Corajes
“Y así —dice T. S. Eliot— se acaba el mundo. No con un estallido, sino con un sollozo”

Saqué un cigarrillo recién bajada del avión, en la puerta del hotel, y él corrió a darme fuego. Me preguntó de dónde era. Cuando respondí me dijo: “¿Has leído a Borges?”. Yo sonreí con sorna: era tan obvio. El tiempo transcurrió rápido en ese país del que no vi nada porque, después de eso, solo pude verlo a él. Cuando regresé a casa, semanas más tarde, no desarmé mi maleta. Durante mucho tiempo contemplé ese amasijo de ropa como quien contempla los cimientos de algo imposible. No vivíamos en la misma ciudad ni en el mismo continente. Pero eran los años ochenta, éramos jóvenes, creíamos que nada tenía consecuencias. Empezamos a encontrarnos aquí y allá, hasta saber qué hacer. Una vez nos quedamos sin dinero y, de todos modos, fuimos a cenar al restaurante más caro de una ciudad elegante. Al terminar pidió la cuenta, la estudió y le dijo al mesero que trajera al chef, un gigante a quien, con su francés de joyería, le explicó lo que pasaba y le ofreció, en prenda de confianza, su pasaporte hasta que regresáramos a pagar. El chef dijo que no hacía falta, se sentó, hablamos durante horas y nos llevó hasta el hotel en camioneta. Viajamos allí, entre cajones de vino, riéndonos en cuatro idiomas, felices por las cinco vidas que no íbamos a vivir. Él era un dandi y un pirata, y ya para entonces casi millonario, pero le gustaba hacer esas cosas: cosas de estudiante.
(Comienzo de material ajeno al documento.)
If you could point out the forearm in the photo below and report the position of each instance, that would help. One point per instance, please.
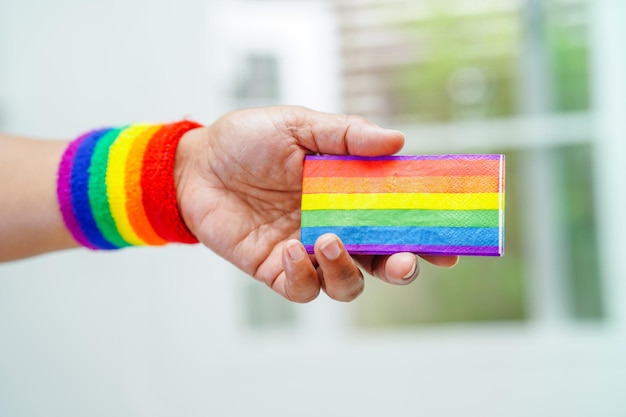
(30, 219)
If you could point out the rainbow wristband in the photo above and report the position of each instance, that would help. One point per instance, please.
(116, 187)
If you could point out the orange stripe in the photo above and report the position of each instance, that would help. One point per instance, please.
(349, 185)
(401, 168)
(134, 204)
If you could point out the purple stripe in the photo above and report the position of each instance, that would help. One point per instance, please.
(420, 249)
(64, 192)
(403, 157)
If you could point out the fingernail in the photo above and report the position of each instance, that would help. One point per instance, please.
(295, 251)
(331, 250)
(412, 271)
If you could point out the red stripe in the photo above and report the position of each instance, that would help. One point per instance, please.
(159, 188)
(401, 168)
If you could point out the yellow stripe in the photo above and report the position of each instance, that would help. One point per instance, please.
(409, 201)
(116, 179)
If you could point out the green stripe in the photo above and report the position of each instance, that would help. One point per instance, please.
(98, 198)
(429, 218)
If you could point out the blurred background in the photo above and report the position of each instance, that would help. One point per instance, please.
(177, 331)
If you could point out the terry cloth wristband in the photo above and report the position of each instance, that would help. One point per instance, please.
(116, 187)
(437, 204)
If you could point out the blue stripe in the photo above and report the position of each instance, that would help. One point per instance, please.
(449, 236)
(80, 191)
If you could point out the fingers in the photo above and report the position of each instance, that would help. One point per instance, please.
(442, 261)
(298, 282)
(339, 135)
(339, 276)
(398, 269)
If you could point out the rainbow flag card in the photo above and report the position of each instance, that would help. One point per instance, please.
(427, 204)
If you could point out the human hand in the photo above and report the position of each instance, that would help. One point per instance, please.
(239, 184)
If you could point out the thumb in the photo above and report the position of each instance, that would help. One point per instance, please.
(337, 134)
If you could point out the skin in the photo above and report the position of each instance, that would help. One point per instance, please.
(239, 185)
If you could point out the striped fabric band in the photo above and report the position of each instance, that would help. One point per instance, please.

Quería una familia, nietos, paz, la casa grande. ¿Yo? Yo solo quería escribir. Y aún no había comenzado. Un día me llamó, propuso que nos encontráramos. Yo estaba en casa de mis padres. Tardé en responder. Me preguntó, muy suave: “¿Entonces ya no hacemos esas cosas?”, y yo respondí: “No”. “Y así —dice T. S. Eliot— se acaba el mundo. No con un estallido, sino con un sollozo”. Hay cobardías que requieren de coraje.